Night and morning Alice stood before the looking-glass and turned out
the lining of her lips and eyelids and saw with pleasure the pale rose
growing paler. Every other hour she laid her hand on her heart and
took again the full thrill of its dangerous throbbing, or felt her
pulse to assure herself of the halt, the jerk, the hurrying of the
beat. Night and morning and every other hour she thought of Rowcliffe.
"If it goes on like this, they'll _have_ to send for him," she said.
But it had gone on, the three weeks had passed, and yet they had not
sent. The Vicar had put his foot down. He wouldn't have the doctor. He
knew better than a dozen doctors what was the matter with his daughter
Alice.
Alice said nothing. She simply waited. As if some profound and
dead-sure instinct had sustained her, she waited, sickening.

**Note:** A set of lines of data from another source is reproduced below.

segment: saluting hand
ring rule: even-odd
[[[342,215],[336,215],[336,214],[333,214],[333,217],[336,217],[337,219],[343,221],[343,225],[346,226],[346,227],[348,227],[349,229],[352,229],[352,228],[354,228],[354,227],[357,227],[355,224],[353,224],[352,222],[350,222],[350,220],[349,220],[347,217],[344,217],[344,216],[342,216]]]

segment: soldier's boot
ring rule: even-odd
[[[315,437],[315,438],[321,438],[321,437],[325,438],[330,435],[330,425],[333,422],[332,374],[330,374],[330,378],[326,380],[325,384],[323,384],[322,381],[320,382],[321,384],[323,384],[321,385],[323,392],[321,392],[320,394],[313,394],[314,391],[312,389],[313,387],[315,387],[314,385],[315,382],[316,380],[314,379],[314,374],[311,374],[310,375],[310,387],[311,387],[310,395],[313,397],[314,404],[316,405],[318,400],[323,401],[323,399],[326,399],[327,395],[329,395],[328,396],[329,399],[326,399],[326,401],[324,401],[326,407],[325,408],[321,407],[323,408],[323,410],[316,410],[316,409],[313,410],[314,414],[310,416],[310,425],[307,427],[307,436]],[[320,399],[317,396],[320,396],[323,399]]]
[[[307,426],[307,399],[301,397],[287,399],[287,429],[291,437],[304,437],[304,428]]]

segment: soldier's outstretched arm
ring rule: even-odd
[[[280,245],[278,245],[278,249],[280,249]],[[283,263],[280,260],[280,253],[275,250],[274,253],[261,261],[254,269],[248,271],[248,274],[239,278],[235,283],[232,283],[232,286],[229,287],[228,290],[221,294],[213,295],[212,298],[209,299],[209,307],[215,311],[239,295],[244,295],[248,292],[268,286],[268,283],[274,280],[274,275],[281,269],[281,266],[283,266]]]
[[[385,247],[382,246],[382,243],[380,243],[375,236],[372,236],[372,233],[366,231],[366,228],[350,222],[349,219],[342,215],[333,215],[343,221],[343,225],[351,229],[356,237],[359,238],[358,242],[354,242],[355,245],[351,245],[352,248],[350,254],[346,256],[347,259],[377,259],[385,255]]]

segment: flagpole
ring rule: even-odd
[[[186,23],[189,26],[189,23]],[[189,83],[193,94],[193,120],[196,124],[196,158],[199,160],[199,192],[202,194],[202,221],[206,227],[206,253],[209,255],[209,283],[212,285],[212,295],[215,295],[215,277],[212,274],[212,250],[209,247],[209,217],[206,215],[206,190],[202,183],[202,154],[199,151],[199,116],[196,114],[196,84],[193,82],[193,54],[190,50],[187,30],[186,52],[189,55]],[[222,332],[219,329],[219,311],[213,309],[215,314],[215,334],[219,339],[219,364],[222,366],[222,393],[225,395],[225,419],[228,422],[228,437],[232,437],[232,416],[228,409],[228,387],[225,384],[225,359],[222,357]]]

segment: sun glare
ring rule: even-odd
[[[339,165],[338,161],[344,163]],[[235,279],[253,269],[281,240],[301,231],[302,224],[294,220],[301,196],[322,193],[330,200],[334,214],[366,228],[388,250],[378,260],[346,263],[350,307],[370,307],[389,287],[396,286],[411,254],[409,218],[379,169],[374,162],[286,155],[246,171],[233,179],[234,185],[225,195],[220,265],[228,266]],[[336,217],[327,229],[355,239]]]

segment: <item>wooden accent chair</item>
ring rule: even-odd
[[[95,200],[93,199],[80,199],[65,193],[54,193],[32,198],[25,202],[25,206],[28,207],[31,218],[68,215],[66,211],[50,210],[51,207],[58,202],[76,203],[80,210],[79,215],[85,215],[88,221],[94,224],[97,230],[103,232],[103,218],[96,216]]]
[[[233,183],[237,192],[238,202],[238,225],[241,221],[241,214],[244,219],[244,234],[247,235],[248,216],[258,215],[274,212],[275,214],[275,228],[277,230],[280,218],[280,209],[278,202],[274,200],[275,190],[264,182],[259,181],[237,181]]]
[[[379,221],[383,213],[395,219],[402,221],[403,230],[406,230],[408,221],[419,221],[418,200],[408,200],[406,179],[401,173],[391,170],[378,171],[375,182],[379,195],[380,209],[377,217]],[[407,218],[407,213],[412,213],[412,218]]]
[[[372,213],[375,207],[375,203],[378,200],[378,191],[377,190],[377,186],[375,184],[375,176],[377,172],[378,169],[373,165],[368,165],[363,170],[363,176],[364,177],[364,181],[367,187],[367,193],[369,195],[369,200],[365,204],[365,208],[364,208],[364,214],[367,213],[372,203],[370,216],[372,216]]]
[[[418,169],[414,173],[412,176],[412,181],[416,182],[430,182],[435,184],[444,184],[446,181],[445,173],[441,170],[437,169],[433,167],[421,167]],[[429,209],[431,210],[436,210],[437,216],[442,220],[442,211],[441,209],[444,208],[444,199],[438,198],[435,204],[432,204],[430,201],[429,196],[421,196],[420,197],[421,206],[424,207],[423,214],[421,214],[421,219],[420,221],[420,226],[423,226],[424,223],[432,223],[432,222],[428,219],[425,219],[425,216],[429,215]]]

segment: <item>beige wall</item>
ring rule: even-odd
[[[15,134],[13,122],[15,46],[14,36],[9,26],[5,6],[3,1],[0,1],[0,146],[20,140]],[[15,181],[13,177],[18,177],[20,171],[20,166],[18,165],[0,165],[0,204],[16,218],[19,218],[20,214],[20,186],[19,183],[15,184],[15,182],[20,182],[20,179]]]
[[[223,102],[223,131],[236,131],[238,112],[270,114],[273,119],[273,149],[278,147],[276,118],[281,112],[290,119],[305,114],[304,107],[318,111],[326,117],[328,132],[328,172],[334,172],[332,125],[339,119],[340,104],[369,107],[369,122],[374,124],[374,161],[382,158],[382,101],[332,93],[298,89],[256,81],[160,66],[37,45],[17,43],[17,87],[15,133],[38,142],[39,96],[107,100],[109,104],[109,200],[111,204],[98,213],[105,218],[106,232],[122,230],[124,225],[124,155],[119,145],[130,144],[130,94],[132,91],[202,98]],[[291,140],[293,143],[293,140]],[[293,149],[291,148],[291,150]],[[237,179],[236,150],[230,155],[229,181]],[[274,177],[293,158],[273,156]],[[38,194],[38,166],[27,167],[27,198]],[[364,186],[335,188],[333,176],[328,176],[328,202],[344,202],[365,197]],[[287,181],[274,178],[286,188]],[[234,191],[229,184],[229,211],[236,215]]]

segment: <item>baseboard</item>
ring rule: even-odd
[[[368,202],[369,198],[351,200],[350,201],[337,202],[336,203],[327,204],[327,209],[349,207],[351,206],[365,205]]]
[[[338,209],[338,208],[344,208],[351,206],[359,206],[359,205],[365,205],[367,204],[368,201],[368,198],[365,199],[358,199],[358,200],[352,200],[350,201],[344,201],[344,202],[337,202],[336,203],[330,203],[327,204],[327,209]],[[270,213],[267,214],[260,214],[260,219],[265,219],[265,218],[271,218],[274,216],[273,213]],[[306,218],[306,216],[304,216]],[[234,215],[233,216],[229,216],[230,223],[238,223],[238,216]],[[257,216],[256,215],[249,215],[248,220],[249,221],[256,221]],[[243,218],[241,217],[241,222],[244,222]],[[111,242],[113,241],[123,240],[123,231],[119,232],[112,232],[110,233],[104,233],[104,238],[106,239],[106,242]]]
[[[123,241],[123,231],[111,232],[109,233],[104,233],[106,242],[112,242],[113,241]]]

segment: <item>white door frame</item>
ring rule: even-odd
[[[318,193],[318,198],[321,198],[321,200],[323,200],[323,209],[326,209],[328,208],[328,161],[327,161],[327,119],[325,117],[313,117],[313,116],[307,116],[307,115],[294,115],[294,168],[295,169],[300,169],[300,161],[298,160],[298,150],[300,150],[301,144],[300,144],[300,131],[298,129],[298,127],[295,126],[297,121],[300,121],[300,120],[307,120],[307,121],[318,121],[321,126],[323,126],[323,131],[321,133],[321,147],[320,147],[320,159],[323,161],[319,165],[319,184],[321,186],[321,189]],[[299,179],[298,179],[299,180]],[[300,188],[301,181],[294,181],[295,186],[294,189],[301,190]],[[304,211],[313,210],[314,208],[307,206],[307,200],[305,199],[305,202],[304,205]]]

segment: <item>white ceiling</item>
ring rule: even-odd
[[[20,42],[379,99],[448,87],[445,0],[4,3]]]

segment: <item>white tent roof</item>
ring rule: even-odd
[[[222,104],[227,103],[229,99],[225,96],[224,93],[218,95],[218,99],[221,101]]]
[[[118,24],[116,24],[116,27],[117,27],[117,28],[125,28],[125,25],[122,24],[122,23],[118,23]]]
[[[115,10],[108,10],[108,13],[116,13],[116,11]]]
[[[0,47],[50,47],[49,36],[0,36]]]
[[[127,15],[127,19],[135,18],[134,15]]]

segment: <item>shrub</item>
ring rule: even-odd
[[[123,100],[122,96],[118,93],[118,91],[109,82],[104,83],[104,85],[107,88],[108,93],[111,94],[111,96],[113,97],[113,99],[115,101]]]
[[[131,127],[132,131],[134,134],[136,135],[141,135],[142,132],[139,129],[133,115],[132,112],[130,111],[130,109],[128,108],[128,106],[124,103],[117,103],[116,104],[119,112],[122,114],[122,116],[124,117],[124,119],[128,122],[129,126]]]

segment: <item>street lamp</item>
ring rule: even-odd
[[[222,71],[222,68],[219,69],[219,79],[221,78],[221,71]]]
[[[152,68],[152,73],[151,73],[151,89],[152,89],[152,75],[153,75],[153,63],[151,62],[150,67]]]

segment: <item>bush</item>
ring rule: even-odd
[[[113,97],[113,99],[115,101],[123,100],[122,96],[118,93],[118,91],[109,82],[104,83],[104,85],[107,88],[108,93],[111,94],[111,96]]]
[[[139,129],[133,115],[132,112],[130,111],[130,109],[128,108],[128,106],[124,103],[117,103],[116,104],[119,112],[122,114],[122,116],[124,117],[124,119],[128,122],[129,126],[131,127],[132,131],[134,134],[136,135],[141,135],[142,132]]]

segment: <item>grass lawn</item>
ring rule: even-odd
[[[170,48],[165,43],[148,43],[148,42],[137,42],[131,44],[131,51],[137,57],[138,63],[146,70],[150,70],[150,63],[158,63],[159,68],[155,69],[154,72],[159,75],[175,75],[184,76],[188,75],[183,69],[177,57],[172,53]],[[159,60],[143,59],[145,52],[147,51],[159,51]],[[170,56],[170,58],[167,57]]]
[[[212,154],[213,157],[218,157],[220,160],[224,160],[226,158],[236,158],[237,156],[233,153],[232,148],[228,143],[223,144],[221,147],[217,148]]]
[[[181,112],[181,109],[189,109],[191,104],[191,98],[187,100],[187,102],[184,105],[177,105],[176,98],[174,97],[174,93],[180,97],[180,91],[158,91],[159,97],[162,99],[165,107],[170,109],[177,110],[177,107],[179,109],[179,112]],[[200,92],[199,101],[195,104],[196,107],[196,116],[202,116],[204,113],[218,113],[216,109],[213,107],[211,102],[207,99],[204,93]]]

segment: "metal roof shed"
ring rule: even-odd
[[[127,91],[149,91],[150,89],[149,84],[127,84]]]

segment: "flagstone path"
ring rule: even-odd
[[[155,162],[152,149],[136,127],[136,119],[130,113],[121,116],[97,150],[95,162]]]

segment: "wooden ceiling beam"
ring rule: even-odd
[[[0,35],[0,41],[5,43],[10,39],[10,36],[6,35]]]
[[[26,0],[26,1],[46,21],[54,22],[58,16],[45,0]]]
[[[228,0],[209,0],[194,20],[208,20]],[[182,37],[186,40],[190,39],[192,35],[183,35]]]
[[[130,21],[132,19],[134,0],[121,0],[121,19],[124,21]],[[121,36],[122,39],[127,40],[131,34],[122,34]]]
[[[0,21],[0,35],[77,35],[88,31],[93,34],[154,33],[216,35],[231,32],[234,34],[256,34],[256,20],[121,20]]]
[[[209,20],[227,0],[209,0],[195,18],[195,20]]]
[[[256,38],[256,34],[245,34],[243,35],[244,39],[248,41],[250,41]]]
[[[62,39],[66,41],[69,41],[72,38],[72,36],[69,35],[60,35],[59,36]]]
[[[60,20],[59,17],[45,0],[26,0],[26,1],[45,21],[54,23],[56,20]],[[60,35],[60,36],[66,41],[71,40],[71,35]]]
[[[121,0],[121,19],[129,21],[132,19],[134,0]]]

And on the last night of the third week she fainted. She had dragged
herself upstairs to bed, staggered across the little landing and
fallen on the threshold of her room.
They kept her in bed next day. At one o'clock she refused her
chicken-broth. She would neither eat nor drink. And a little before
three Gwenda went for the doctor.
She had not told Alice she was going. She had not told anybody.


XV

She had to walk, for Mary had taken her bicycle. Nobody knew where
Mary had gone or when she had started or when she would be back.
But the four miles between Garth and Morfe were nothing to Gwenda, who
would walk twenty for her own amusement.